Голова спряталась в гроб, и на минуту обозначилась рука, белая, бесцеремонная, детская (словно Крэк превратился в ребенка), и махнула собой в никуда примиренно и загадочно. Но кто же он, Крэк, на самом деле — тот, который лежит в гробу и махает рукой в неизвестность, или тот, кому это все снится и который тоже умирает? Он сам не знал этого. Однако пророческий сон с крепким гробом, голодными собаками и неизвестным господином внезапно кончился, погас и свет в конце туннеля. Крэк — уже не человеческим умом, а каким-то другим, вдруг на мгновения появившимся, — понял, что возврата нет, что он уже не умирает, он умер…
Чарли продолжал сидеть на табурете около трупа Крэка, равнодушно помахивая тремя голыми руками.
Я всегда думал, что единственное существо, которое выше меня, — это крыса.
Но, к сожалению, я их никогда не видел — даже их синих черно-бездонных глаз, погруженных в протосмерть. Я их видел только во сне, и то в Нью-Йорке, хотя в Нью-Йорке много-много, даже слишком много видимых крыс.
Я живу в конуре, на шестнадцатом этаже в здании, которое через тридцать пять лет провалится. Но мне почти весело от этого.
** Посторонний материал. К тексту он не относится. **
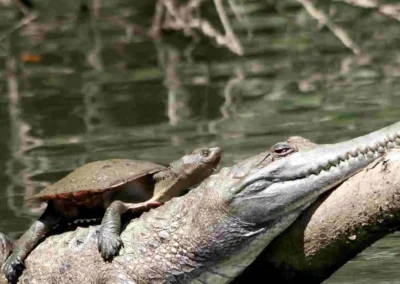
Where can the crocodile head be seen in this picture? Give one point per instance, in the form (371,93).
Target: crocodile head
(294,173)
Люблю крысиные глаза, уходящие вовнутрь. Я вообще люблю глаза, которые уходят вовнутрь. Прежде всего, потому что у людей, которых я вижу вокруг, глаза смотрят всегда вовне, как будто внутри у них ничего нет. Я разъезжал по всему свету и убедился, что это так. А я ведь — любитель необычайного. Хотя бы потому, что моя мать наполовину индианка. Но эти рыбы — необычные люди — так редко попадались! Одни бесконечно жующие морды, то разъезжающие на автомобилях, то спрашивающие: «How are you?» Некоторые из них считали себя спиритуальными, потому что часто употребляли такие слова, как «Бог» и т.
И все-таки недавно я увидел необычайное. Это был человек-семга. Я уже давно забросил свою контору, ибо скука — царица этого общества — стала убивать меня окончательно. Впрочем, некоторые называли эту контору «реальностью». Гомосексуализм, порнография и т. д. были даже еще скучнее, чем обычное и респектабельное существование типа «хау а ю». Еще некоторое время меня развлекали педофилы — я вошел в их пуританское сообщество (в качестве наблюдателя), — но дети оказались такими же скучными, как и взрослые.
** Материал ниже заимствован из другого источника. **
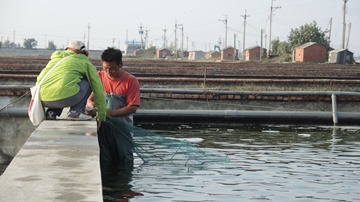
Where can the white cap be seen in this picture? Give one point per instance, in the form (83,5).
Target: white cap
(77,45)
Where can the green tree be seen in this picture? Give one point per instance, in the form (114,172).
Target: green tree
(308,33)
(51,45)
(30,43)
(6,44)
(280,47)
Бессмысленность доконала меня. И вот тогда я и бросил работу (два моих знакомых, один из штата Техас, другой — с Бостона, покончили с собой, когда их выгнали с работы). Но я плевал на все, в том числе и на трупы моих знакомых.
Я решил уйти в трущобы. К обездоленным. С ними было не так скучно, зато страшно: ибо не раз за все мое подпольное существование они хотели зарезать меня. Но не зарезали от избытка чувств. И все-таки ничего в них не было необычайного. Ну, люди как люди, с другим меню.
В действительности необычным был он: человек-семга.
Стоял серый, пустой нью-йоркский день. Я тогда выполз из такой трущобы — прямо из окна, которая напоминала труп, выставленный напоказ. Тараканы, другие мелкие твари, смердуны копошились в моем носу, горле, уме… Но я все-таки вышел! В моих карманах было тридцать долларов — целое состояние, которое я вынул из брюк наркомана, уснувшего в углу.
Почти бегом, мимо грохочущих автомашин, воя обездоленных, мимо реклам общества «новорожденных в Боге», мимо патологических проституток и глаз ожиревших бизнесменов, видимых сквозь стену небоскребов, я уходил туда, туда… в дешевую грязную пивную, около Сорок второй улицы, улицы кошмаров.
Вот, вот она, милая. Я знал там одного бармена: трижды — правда, за целый год — он подмигнул мне.
И я вошел в этот райский мир. В углу зеленел телевизор, в котором кого-то насиловали. По другой программе выступали те, кто считал, что они живут в золотом веке.
Я сел за столик. Бармен — уже четвертый раз за год — подмигнул мне. Я заказал себе пива и рюмку водки. На голодный желудок от этого можно сойти с ума. Я нарочно потому не ел ничего — даже своих крыс (ментально).
И вдруг появился этот человек. Толстый, красноватый, в руке у него был томик Шекспира. Это меня поразило больше всего.
Но истинная необычность его была в нежности. Только нежность эта внешняя. Души, как обычно, не наблюдалось, но внешняя нежность была. Он весь раздулся от этого, кожа лица, рук была у него красновато-тонкая, странная, одним словом, семга, воплощенная в человека.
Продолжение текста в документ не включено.